A HOSPITAL FOR WILDLIFE
Wild animals have to live with daily threats posed by human society. Habitat conservation is a top priority, but by no means the only one. Electricity cables, increased traffic levels, wind farms, fire arms, various new constructions and developments, persecution, poisonings and fence collisions are just a simple of the many threats that wildlife has to face. Many individuals of various species are affected (some gravely threatened owing to their declining population levels) and would find it impossible to survive in the wild having been shot, poisoned or hit by traffic, without help. The most fortunate among the injured become patients in some special hospitals: wildlife recovery centres.
A real sense of debt and obligation drives qualified personnel in specialist centres to work with the sole objective of rehabilitating these animals and returning them to freedom.
The AMUS wildlife hospital was set up as a captive breeding project for Montagu´s Harrier Circus pygargus at the end of 1995, with the goal of expanding to a more general wildlife hospital in mind: one devoted to the treatment and release of Iberian fauna. This versatile hospital provides something more than just clinical treatment.
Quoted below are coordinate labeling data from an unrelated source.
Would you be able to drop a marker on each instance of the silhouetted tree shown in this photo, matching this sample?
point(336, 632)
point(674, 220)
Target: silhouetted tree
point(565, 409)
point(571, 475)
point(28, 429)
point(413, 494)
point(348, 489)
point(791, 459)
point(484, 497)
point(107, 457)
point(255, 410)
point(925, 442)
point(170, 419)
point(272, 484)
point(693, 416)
For example, individuals who can't be returned to the wild are placed in adoption or captive breeding programmes that also contribute to innovative social awareness and environmental education projects.
The AMUS wildlife hospital is a fully operational, permanently established recovery centre. The combination of different projects, installations, teams and equipment through independent work creates quasi-natural environments for each species brought into the centre, stimulating natural cycles and the recuperation of those individuals.